Ayrıca, Musk'ın başarılarından ilham alarak Rocket Lab, roketlerin yeniden kullanımı teknolojileri ve uzay altyapısının inşası konularında ilerlemeye devam ediyor.
Grafikten de görüldüğü gibi, son dönemdeki değer artışına rağmen, şirketin hâlâ kendini kanıtlaması gereken çok şey var, özellikle de temel göstergeleri göz önünde bulundurursak; zira henüz faaliyet kârı açıklayabilmiş değil. Ancak, bu fikri "rock'n'roll" sevenler ya da şirket yeniden düşüşe geçtiğinde bunu çok uzun vadeli bir yatırım olarak görenler için bırakıyorum.
Unutmayalım ki Elon Musk’ın iki şirketi olan SpaceX ve Tesla (TSLA), kâr gösterebilmek için 10 yıldan fazla bir süreye ihtiyaç duydu. Peki ya şimdi? Nerede olduklarına bir bakın.
VanEck Space Innovators UCITS ETF (JEDI). Ticker'ı harika değil mi?

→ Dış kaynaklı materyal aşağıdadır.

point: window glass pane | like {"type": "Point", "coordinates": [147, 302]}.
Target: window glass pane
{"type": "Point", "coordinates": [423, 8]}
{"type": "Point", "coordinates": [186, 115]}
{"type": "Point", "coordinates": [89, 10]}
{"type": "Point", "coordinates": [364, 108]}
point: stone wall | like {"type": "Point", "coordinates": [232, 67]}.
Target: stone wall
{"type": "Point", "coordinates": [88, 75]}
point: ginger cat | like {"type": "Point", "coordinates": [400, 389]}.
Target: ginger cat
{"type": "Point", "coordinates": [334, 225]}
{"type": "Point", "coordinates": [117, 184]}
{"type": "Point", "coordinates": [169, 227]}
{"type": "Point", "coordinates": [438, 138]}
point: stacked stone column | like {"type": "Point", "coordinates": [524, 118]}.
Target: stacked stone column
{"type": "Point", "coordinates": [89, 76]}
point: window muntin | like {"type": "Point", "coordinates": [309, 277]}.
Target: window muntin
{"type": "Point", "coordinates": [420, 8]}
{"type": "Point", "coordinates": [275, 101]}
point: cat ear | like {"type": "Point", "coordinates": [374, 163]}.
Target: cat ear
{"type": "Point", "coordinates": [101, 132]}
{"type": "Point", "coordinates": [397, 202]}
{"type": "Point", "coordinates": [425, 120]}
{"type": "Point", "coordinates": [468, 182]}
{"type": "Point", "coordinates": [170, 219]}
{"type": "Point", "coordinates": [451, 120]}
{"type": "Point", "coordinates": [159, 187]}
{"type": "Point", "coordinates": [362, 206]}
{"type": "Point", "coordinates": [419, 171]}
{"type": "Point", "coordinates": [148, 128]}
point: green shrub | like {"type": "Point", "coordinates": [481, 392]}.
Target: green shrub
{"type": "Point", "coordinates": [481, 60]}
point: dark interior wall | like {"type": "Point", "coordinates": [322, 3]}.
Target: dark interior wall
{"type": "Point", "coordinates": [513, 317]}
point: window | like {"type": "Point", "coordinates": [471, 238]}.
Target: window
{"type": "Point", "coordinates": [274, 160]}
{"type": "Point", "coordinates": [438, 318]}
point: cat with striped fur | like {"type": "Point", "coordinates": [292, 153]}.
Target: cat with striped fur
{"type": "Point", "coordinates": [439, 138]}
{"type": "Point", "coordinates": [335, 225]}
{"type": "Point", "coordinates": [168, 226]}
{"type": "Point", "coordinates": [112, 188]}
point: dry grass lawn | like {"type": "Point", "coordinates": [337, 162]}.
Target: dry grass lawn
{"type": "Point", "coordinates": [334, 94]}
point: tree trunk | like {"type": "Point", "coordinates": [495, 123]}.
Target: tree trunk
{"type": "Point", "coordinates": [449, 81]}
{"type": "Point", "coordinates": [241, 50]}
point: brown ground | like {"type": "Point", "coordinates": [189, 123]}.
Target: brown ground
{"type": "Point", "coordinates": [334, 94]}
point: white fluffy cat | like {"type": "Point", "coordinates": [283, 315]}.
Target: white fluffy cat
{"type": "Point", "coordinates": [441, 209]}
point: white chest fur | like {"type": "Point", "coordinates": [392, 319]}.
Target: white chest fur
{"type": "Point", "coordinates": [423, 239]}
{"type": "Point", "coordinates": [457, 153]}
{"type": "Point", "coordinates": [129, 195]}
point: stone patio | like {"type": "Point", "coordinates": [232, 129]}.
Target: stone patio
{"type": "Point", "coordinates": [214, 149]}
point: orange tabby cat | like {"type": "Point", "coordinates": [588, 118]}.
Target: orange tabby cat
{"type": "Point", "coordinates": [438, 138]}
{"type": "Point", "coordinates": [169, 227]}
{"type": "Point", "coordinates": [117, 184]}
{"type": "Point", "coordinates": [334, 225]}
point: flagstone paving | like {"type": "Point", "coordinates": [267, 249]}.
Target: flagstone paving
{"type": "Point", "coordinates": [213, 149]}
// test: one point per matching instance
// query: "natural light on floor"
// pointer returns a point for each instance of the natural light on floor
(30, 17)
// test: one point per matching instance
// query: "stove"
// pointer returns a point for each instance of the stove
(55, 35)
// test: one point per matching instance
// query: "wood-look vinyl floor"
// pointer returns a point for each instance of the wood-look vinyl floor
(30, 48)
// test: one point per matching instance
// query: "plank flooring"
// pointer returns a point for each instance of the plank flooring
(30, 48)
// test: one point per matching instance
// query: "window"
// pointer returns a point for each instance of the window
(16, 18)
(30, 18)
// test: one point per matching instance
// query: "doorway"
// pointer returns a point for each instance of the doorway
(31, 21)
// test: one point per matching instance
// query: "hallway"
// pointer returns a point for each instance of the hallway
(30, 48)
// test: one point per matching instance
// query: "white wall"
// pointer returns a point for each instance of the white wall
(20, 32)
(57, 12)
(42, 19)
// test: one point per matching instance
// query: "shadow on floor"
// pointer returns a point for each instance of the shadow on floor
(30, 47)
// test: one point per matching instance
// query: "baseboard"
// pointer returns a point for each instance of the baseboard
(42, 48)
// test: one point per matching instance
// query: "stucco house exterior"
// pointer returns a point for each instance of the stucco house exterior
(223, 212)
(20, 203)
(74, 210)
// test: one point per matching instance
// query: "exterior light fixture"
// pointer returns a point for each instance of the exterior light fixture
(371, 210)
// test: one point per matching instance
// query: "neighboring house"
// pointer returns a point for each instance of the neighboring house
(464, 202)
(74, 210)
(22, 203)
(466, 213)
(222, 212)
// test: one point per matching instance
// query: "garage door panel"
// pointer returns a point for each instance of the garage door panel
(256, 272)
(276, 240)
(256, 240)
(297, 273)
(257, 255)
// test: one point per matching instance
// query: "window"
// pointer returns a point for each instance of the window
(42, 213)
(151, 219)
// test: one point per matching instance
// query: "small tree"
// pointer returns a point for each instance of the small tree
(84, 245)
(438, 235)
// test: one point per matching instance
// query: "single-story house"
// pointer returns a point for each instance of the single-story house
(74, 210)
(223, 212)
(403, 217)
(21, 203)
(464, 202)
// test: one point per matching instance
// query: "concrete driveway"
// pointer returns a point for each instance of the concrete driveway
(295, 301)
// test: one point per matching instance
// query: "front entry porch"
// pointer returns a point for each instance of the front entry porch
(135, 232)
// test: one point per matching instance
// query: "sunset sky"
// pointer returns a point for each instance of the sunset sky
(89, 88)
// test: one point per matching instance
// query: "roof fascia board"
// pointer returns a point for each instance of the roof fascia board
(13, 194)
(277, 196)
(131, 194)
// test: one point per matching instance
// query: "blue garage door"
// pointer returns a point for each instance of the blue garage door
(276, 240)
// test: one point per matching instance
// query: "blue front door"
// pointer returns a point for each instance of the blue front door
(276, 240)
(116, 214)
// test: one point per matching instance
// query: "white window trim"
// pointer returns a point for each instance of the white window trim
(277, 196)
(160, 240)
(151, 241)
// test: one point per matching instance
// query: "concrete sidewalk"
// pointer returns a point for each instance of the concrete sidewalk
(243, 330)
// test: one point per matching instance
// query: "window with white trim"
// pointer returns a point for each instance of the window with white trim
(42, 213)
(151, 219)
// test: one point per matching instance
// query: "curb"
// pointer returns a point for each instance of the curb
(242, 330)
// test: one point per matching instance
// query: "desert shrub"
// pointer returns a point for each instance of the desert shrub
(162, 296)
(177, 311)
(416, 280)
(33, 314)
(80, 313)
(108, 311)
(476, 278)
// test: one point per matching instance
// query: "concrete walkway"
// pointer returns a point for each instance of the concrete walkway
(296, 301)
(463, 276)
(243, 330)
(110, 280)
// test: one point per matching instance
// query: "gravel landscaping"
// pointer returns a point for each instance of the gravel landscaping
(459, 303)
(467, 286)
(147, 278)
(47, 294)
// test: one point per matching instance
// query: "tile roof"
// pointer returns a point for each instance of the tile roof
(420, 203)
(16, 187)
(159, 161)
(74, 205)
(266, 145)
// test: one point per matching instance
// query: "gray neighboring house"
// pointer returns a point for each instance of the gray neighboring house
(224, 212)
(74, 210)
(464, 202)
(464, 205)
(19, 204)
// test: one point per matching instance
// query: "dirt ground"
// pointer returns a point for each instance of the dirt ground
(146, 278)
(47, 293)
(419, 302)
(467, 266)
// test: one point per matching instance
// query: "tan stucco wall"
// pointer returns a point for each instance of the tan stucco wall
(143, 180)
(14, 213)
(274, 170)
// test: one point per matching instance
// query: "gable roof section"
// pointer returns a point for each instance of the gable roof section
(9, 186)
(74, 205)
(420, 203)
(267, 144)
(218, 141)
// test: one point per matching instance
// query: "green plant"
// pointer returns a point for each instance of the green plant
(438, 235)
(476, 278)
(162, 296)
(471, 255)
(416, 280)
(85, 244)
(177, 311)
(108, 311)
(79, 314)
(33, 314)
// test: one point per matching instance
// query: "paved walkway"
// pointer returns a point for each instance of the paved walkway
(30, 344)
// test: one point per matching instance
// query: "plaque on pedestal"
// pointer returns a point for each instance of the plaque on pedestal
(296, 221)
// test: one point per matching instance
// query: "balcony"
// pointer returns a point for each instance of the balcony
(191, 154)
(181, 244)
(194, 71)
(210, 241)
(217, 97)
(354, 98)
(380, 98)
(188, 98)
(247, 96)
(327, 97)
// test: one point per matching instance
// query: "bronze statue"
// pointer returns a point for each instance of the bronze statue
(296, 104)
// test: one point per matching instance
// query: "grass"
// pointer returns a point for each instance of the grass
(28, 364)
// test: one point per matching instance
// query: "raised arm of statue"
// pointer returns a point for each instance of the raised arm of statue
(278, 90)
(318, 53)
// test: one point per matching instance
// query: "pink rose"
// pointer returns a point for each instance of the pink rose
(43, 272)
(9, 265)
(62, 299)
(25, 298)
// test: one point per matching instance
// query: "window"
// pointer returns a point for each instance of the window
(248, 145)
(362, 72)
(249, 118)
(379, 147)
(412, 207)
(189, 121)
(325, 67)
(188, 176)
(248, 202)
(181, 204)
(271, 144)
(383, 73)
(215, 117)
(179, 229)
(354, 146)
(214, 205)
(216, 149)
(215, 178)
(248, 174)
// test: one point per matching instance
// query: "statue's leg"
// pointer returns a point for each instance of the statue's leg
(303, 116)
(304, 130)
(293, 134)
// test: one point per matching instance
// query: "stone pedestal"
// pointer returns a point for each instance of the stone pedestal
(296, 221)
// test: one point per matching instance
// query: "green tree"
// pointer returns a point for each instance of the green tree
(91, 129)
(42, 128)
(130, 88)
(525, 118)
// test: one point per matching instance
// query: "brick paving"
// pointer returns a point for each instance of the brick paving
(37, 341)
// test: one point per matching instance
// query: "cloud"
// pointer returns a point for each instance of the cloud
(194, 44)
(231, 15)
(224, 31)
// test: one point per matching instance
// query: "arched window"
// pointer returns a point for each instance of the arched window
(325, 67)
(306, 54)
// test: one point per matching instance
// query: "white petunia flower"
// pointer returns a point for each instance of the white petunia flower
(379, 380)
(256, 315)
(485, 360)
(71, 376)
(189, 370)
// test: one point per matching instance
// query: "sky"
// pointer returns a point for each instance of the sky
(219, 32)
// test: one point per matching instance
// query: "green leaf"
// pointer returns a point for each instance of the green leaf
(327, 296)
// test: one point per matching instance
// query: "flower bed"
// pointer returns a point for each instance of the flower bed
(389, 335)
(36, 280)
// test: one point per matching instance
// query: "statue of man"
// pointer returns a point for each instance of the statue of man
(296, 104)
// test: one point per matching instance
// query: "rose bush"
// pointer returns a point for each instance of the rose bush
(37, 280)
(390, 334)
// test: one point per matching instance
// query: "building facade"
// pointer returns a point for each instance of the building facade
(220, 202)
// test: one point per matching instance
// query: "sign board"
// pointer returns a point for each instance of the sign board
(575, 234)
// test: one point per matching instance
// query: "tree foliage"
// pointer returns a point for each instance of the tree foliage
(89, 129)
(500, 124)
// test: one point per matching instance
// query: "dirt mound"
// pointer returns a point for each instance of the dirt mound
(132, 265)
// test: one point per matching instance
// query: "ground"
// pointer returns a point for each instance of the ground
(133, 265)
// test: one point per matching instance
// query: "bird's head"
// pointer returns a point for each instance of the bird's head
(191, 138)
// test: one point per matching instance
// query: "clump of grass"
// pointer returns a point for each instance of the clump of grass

Doğrusunu söylemek gerekirse, başta da belirttiğim gibi, bu oldukça volatil bir sektör. Öyle ki, kayda değer değer artışları görebileceğiniz gibi, %50'den fazla geri çekilmelerle de başa çıkmak zorunda kalabilirsiniz. Eğer bu tür dalgalanmalarla başa çıkamayacağınızı düşünüyorsanız, size endekslenmiş bir alternatif sunmama izin verin.
Bahsettiğimiz ETF, MVIS Global Space Industry ESG Index’i takip ediyor. Bu endeks, dünya genelinde uzay ekonomisinde aktif olan şirketleri izliyor. Bu nedenle, bu uzay endüstrisi faaliyetlerine odaklanan tek UCITS ETF olma özelliğine sahip. Ayrıca, ETF’ye dahil edilen hisseler, ESG kriterlerine (çevresel, sosyal ve kurumsal yönetişim) göre filtreleniyor.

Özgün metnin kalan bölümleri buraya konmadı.